Entre la llanura del terreno se abren hoyos que ponen en aprietos el paso del transeúnte. Lo mejor, esquivarlos, pero no es infrecuente que, de cuando en cuando, caigamos en alguno de ellos. Los más peligrosos son los más oscuros, aquellos que la vista, aun con esfuerzo encomiable, no alcanza a penetrar en su penumbra. Los ojos se revelan incapaces para decir el contenido que oculta aquella negritud, no para alertar sobre lo capital: aquellas hondonadas son peligrosas y hay que evitarlas.
Si los ojos nos enseñan en prevención, aprendemos las más de las veces a base de caernos en uno u otro agujero. La enseñanza se obtiene no exclusivamente al salir de nuevo al nivel de la superficie, sino a ser conscientes de que no es una buena idea ser engullidos por ellos y menos aún quedarse ahí. Además, muy importante, nos enseña que carecemos de inmunidad ante todo tipo de hoyo, es decir, que somos falibles o que estamos expuestos irremediablemente a precipitarnos por cualquier agujero. Somos incapaces de mantenernos en la superficie por nosotros mismos.
Los ciegos de los que nos habla el Maestro en esta pequeña parábola carecían de estos conocimientos, no eran conscientes de su incapacidad. Uno por guía otro por guiado incurrían en un error común y el desastre estaba pronosticado. La misma necedad la comparten quienes reparan fácilmente en los errores de los demás sin tener en cuenta los propios. La consciencia de que “me puedo caer en cualquier momento” provoca una atención continua para evitar la caída propia, y nos hace comprensivos ante las caídas de los demás, porque donde ha resbalado él podría, perfectamente, haberme precipitado yo. Es el sentido común ante la realidad de nuestra vulnerabilidad frente a los múltiples agujeros el que nos acerca a la virtud de la humildad, gema preciosa para la sabiduría. Ella permite el subsidio y la ayuda de otros para evitar tropiezos o derrumbes, para descubrir e incluso anticipar hondonadas en el camino.
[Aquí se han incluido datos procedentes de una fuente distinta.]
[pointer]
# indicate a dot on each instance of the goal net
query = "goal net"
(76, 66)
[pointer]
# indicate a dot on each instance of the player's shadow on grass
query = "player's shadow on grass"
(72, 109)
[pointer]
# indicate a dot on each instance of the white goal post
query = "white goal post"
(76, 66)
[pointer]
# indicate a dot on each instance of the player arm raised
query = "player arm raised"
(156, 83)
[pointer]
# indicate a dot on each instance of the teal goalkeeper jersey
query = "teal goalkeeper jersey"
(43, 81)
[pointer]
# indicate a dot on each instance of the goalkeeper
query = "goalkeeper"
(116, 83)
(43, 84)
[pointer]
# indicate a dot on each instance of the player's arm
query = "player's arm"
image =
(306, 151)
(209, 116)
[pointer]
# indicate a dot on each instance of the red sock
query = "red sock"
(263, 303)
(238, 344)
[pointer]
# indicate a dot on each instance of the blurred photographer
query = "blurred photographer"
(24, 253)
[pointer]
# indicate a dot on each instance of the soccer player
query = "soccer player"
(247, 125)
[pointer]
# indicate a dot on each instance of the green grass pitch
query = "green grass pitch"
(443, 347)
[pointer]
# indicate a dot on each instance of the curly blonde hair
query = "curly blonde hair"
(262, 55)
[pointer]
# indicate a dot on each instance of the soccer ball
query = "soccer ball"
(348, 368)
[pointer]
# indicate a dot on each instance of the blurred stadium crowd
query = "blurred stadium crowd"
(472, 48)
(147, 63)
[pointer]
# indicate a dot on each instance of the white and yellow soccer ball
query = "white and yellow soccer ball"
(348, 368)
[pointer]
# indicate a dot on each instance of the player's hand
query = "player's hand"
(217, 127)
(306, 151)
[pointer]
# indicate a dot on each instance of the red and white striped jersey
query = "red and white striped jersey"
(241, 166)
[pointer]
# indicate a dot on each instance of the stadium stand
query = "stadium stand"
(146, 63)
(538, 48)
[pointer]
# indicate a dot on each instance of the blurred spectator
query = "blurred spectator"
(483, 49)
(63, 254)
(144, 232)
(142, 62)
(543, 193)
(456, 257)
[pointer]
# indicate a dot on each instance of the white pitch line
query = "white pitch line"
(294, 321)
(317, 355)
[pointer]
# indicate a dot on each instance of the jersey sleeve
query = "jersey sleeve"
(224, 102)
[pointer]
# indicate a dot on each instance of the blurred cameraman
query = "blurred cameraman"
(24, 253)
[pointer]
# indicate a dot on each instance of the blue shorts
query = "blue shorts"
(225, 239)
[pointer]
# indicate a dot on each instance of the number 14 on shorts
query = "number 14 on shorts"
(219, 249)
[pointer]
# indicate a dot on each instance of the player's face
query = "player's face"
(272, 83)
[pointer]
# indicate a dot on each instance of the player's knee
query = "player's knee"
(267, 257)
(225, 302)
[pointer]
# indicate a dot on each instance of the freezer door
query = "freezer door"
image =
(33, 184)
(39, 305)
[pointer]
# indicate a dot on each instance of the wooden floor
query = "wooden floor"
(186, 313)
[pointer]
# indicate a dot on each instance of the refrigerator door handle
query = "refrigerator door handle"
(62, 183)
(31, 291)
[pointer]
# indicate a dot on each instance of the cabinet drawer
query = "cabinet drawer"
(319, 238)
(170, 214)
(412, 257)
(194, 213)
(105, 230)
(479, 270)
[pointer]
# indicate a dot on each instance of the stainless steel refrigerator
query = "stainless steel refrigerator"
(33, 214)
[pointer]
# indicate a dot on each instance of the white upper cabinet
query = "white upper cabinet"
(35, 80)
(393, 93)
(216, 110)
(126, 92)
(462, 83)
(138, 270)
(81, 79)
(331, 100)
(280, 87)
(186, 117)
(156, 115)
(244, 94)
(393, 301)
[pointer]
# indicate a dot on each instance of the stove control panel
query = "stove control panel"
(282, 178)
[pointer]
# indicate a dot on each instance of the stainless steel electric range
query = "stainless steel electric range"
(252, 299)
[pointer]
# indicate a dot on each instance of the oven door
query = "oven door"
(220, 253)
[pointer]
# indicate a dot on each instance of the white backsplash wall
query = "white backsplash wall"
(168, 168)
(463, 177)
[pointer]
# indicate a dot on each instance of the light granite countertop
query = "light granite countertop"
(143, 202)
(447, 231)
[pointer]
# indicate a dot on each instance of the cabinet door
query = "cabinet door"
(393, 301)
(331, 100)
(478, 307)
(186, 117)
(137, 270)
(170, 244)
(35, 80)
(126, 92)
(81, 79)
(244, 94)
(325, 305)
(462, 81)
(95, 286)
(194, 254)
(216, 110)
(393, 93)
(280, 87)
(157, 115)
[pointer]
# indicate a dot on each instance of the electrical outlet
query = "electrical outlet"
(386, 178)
Hablando de agujeros, de la boca, orificio espléndido en el rostro, brota la palabra. Abre las puertas a dejar entrada para la comida y abre las puertas también para que salga la expresión verbal. Otra vez podemos apelar a la sabiduría adquirida entre hoyos. Lo que mane de la boca está condenado a horadar el espacio con desacierto si no se deja ayudar por la Palabra, por Jesucristo hecho carne. Él es nombrado con el nombre de Sabiduría y enseña a hablar con autoridad, con propiedad, contribuyendo con sustancia a la conversación. El corazón tocado por Él vibrará con voz sabia; el necio revela su distancia de Dios.
Ni siquiera el mayor de los hoyos, aquel hacia el cual abocan todos los demás, el ejercido por la muerte, podrá estremecer al que se ha convertido en sabio por su relación con el Señor. Él tiene palabra sabia también ante la muerte, porque Él es la Palabra crucificada y Resucitada para la gloria de Dios y del género humano. Quien quiera atravesar ese agujero con triunfo ha de aprender de Jesucristo, resucitado de entre los muertos, dejando que Él vaya por delante y fiándose de su victoria sobre todo lo que conduce a la oscuridad, a la muerte. Descubriendo a Cristo, todo lo demás parecerá necedad y toda palabra que de una u otra forma no lo pronuncia a Él tendrá insipiencia.